Secretary of State Colin Powell and U.N. Secretary-General Kofi Annan held talks Thursday centering on U.N. support for next month's Iraqi elections. Mr. Powell, in what was probably his last meeting with Mr. Annan before leaving office next month, said the U.N. effort seems to be on track.
U.S. officials made no secret of their disappointment last year when Mr. Annan withdrew most personnel from Iraq after the deadly bomb attack on U.N. headquarters in Baghdad in August 2003.
Though it has increased in recent weeks, the U.N. presence still numbers less than 100 international staffers, most of them providing technical support for the January 30 elections.
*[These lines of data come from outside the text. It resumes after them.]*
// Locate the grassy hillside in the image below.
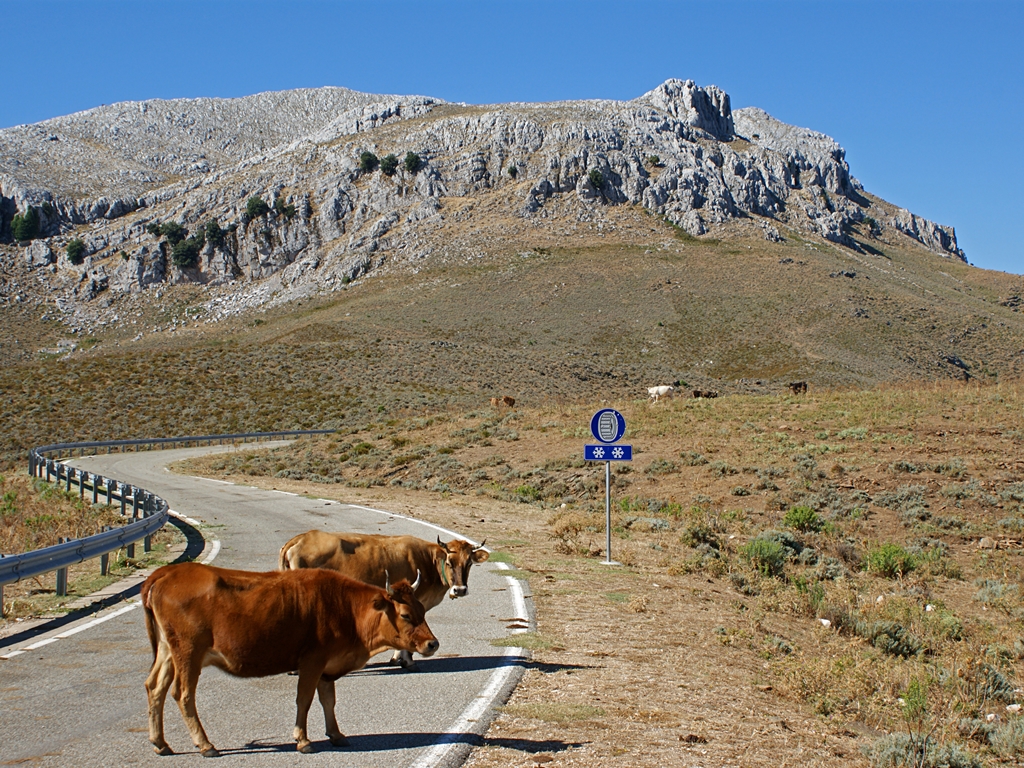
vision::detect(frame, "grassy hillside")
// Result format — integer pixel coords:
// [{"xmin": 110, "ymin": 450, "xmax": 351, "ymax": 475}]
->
[{"xmin": 0, "ymin": 210, "xmax": 1024, "ymax": 462}]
But in a joint news appearance with Mr. Annan, Secretary Powell said he thinks the U.N. is doing a good job in its election work, stressing not the size of the U.N. contingent in the country, but the number of Iraqis who have been trained to run the voting.
"The secretary-general has increased the number of U.N. personnel in the region, and as you heard yesterday, he has announced that they will be opening offices in due course in Basra and Irbil," he said. "And he advised me that some 6,000 Iraqi personnel have been trained in the conduct of the election and over 130,000 have been identified to actually run the various polling stations. So, the U.N. effort seems to be on track in support of the Iraqi effort; they have the principal responsibility."
Secretary-General Annan, for his part, said the U.N. is in Iraq for the long haul, focusing not just on the January elections, but prepared also to help Iraqi authorities work on a draft constitution, a national referendum on that document, and on national elections to be held by the end of 2005.
The secretary-general said he believes the United Nations has done all that it needed to do with regard to technical preparations for the January 30 voting. He said the success of the election depends in large part on whether Iraqi authorities can provide the necessary security, and see to it that voter participation is broad-based.
"Obviously, there are other aspects of the elections which the Iraqi government will have to take care of, particularly the context in which the elections are held," he said. "Security, political environment, and the efforts which we are helping them on to try and pull into the process those who are outside the process, make it as inclusive as possible. The more inclusive the process, the likelier that the results will not be contested."
Secretary Powell said he and Mr. Annan touched briefly on the controversy over alleged corruption in the U.N.-administered "oil-for-food" program in Iraq before the ouster of Saddam Hussein.
Mr. Annan has come under criticism for his handling of the program and there have been calls from some congressional Republicans for the secretary-general to step down.
But in his remarks here, Secretary Powell said that the Bush administration has confidence in Mr. Annan, and shares his desire to "get to the bottom" of the matter. The oil-for-food scandal is being investigated in Congress and within the U.N. by a panel led by former U.S. Federal Reserve Board Chairman Paul Volcker.